Maintaining open-source components within industrial systems poses unique challenges. Unlike consumer software, industrial environments often cannot afford frequent system downtime for updates and patches.

Compatibility concerns also arise, as newer versions of OSS components may not integrate smoothly with existing industrial control systems.

The result is a backlog of unpatched software, which, over time, becomes a ticking time bomb. Almost certainly, the inability to apply timely updates leaves systems vulnerable to exploits that could have been easily mitigated.

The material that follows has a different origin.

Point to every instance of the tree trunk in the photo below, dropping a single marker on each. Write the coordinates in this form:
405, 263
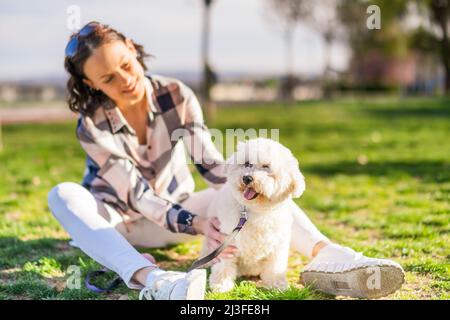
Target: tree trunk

Likewise, this challenge is compounded by the resource constraints that industrial operators face, often lacking dedicated cybersecurity personnel who can continuously monitor and update OSS components.

Strategies to Secure Industrial Systems Using OSS

The first step to secure industrial systems involves securing all networks on the premises, as well as adhering to the latest Wi-Fi standards and constantly reviewing existing measures.

Non-critical aspects of a facility are an attack vector and should also be treated with appropriate priority. Something as simple as an employee falling for a social engineering attack in the break room can have calamitous consequences.

That’s why, for organizations that choose to use OSS in critical systems, a proactive approach to security is non-negotiable. Regular audits are essential to assess the security posture of open-source components and identify potential risks before they can be exploited.

It’s also important to establish a vetting process for OSS components, examining their maintenance history, community support, and reported vulnerabilities. Be wary of geopolitical events and how they may impact the community of contributors. Even the Linux Foundation was forced to make a hard decision and part ways with its Russian maintainers.

Another important consideration is that industrial organizations should actively engage with OSS communities, contributing to projects that they depend on. This not only helps improve the security of those tools but also gives organizations early visibility into potential vulnerabilities and fixes.

Conclusion

Open-source software offers significant advantages, from cost savings to enhanced flexibility. However, its use in industrial settings must be tempered with caution. The risks are real, and the consequences of overlooking these vulnerabilities can be severe.

To harness the benefits of OSS while safeguarding critical infrastructure, organizations must adopt a vigilant approach—one that involves rigorous vetting, timely maintenance, active community engagement, and a cultural commitment to cybersecurity.